Friday, 31 August 2012

The Dictator’s Practical Internet Guide to Power Retention by Laurier Rochon

Lowdown: A despot’s self-help manual on how to use the Internet to improve his control over the dictatorship.
Review:
The recent Arab Spring uprisings have often been labelled The Facebook Revolution. Is that right? Can we count on the Internet to free people from tyranny by virtue of it simply being there? No, says Laurier Rochon in his essay/booklet The Dictator’s Practical Internet Guide to Power Retention (a free download here). In actual fact, he argues, the Internet can be used to do the exact opposite. He goes forth to prove his point in this dictator’s guide, a detailed point by point practical guide written for dictators and instructing them how to do just that: how to use the Internet for an even tighter control over their people.
Grounded in fact and offering plenty of examples, our guide here contains many a reference to various measures in actual tyrannies around the world today.

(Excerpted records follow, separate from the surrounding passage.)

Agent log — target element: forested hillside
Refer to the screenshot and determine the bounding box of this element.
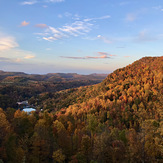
[0,71,107,109]
[0,57,163,163]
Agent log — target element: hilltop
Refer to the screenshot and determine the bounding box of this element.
[0,57,163,163]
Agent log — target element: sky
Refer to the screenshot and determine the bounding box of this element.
[0,0,163,74]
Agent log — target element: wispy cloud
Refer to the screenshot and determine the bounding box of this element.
[35,24,48,28]
[21,1,38,5]
[35,13,111,43]
[97,35,112,44]
[24,55,35,59]
[134,30,157,42]
[45,0,65,3]
[61,52,116,59]
[0,35,19,51]
[39,21,92,41]
[125,13,137,22]
[20,21,29,27]
[97,52,117,57]
[153,5,163,11]
[84,15,111,22]
[20,0,65,5]
[61,55,110,59]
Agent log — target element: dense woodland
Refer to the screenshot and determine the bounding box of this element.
[0,71,107,109]
[0,57,163,163]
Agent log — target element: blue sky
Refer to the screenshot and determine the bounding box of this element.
[0,0,163,74]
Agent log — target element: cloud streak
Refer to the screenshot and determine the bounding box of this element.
[35,24,48,29]
[97,35,112,44]
[84,15,111,22]
[60,52,116,59]
[20,0,65,5]
[0,36,19,51]
[24,55,35,59]
[39,21,93,41]
[20,21,29,27]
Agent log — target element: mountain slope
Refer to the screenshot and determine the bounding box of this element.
[0,57,163,163]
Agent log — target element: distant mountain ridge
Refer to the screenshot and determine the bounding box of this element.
[0,70,107,82]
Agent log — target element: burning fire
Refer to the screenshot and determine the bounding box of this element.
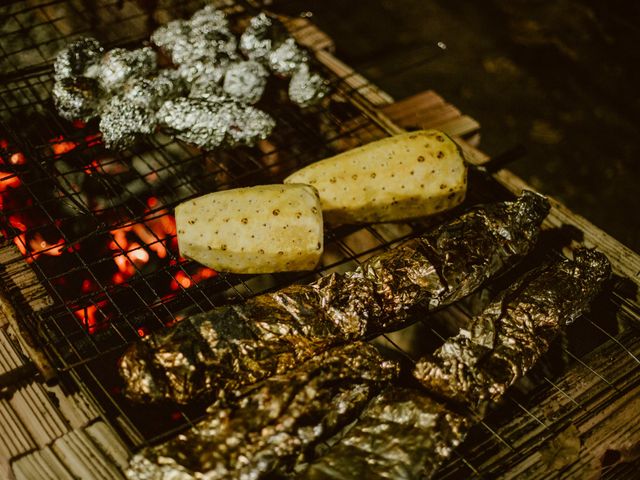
[73,300,107,334]
[0,133,217,337]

From Singapore through Putin to North Korea, no inspiring dictator is ignored in this piece of work.
Obviously, Rochon is no dictator’s friend. He is out there to prove a point on how easily the Internet can be twisted into a power for evil. Us readers should read it in reverse: any recommendation Rochon makes is, in actual fact, something we should actively avoid. So, when Rochon recommends dictators centralize their ISPs, to name but one example, and goes on to demonstrate how this strategy is used in various dictatorships (Iran is a case in point), we know that we should act to prevent the Internet from being under the total control of the Telstras of this world (who, by the way, are already censoring the Internet for their customers). Indeed, with iiNet's recent purchase of Internode, and rumors concerning iiNet itself being gobbled up by TPG, warning signs should start flashing with the average Australians.

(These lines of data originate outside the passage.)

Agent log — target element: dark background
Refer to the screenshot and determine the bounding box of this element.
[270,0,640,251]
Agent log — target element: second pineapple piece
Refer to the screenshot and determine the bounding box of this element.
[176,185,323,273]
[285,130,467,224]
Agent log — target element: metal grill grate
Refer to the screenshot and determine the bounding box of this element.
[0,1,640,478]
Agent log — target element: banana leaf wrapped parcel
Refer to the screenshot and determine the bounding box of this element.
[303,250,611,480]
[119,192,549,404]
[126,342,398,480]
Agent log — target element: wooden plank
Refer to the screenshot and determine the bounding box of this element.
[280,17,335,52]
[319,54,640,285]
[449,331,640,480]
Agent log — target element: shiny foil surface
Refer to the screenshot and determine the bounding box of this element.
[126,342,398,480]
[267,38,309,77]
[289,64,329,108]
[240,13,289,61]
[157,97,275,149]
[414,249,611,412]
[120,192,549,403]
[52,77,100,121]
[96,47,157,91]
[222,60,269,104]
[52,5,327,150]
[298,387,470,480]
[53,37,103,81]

That is to say, The Dictator’s Practical Internet Guide to Power Retention’s main value is not for dictatorships at all; it is written for us, citizens of the free world, as a wake up call against the various stakeholder that wish to subdue the Internet away from us. Be it ACTA, TPP, SOPA, National Security Inquiry, Patriot Act or just your average copyright industry demand, our Internet is always in danger – and thus our freedom is as well.
Short, sharp and very often funny, this Dictator’s Guide stands out in contrast with the recently reviewed The Transparent Society. Both share many a theme, but while the latter is lengthy and lacking in factual grounding, the former hits the mark in both readability and firm evidence basing of arguments.
Overall: The Dictator’s Practical Internet Guide to Power Retention is not only educational, it’s good entertainment too. I give it 4 out of 5 stars.